The two leading presidential candidates campaigned without any hesitation on very similar anti-western, Sinhala Buddhist nationalist platforms. The festival, on the other hand, which was coincidentally situated between the home towns of the two leading candidates in the southern Sinhala heartland, and which received generous funding from the state tourism promotion authority and the state owned airline, was clearly oriented toward Caucasian expats who have no abiding connection with Sri Lanka and their ideologically elite Colombo socialite cousins.
Sixty two years after Sri Lanka’s independence it was nothing less than galling to observe that over 95 percent of those attending the exclusive opening night party were non-Sri Lankan.
At the main festival location in the Halle De Galle the first row of seats were cane backed easy chairs occupied by ex-pat Caucasians, family members of foreign authors and pale skinned Sri Lankans with fake British accents who have lived their entire adult lives in Colombo. The natives, on the other hand, obviously knew their place and sat upright, uncomfortably and uncomplainingly in straight backed chairs. The question and answer sessions were also sadly dominated by non-Sri Lankans. The much ballyhooed private dinners with authors were almost exclusively attended by Caucasian ex-pats while the Festival Party at the Lighthouse Hotel also had a disproportionate number of non-Sri Lankans quaffing two thousand rupee cocktails seemingly not having to worry about rising before noon the next day and dancing to music of the 1970s.

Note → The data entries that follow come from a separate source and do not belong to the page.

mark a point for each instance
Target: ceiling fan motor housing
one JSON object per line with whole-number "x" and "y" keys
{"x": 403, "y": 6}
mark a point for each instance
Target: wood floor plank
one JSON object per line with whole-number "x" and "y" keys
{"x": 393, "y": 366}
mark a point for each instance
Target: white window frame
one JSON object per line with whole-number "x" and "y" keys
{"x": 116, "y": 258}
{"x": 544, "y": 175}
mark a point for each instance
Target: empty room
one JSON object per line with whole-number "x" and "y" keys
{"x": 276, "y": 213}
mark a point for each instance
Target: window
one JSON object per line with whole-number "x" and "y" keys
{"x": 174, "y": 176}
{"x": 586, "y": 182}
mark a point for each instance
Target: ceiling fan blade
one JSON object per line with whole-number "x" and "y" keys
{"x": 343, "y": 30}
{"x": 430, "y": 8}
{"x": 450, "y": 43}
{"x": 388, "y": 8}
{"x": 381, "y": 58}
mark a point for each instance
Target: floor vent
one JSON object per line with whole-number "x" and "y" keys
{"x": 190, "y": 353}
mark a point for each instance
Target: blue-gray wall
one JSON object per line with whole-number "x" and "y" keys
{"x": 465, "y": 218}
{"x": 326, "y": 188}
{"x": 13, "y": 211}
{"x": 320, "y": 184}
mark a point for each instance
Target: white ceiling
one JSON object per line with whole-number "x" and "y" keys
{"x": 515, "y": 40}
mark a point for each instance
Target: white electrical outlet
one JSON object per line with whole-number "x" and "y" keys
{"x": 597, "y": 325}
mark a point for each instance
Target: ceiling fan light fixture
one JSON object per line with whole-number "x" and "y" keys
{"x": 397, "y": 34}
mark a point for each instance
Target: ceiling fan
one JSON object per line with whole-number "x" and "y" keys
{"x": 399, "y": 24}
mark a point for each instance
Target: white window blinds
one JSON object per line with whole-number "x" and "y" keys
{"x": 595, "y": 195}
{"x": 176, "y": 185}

In order to ensure an interesting, financially viable, yet affordable and egalitarian festival British born festival founder Geoffrey Dobbs and his Sri Lankan born staff should rethink the entire premise of the festival and take urgent steps to overcome the colonial mentality that pervades it. Festival organisers must adopt an interesting and cohesive theme instead of the current approach of a hodgepodge of hastily collected ideas; more effort ought to be made to recruit authors and poets from Sri Lanka and elsewhere who write and compose in English on South Asian related themes; finally, but most importantly, the fact that the festival is held in Sri Lanka, and it ought to be focused towards the needs of Sri Lankan born attendees must animate all planning, pricing and execution.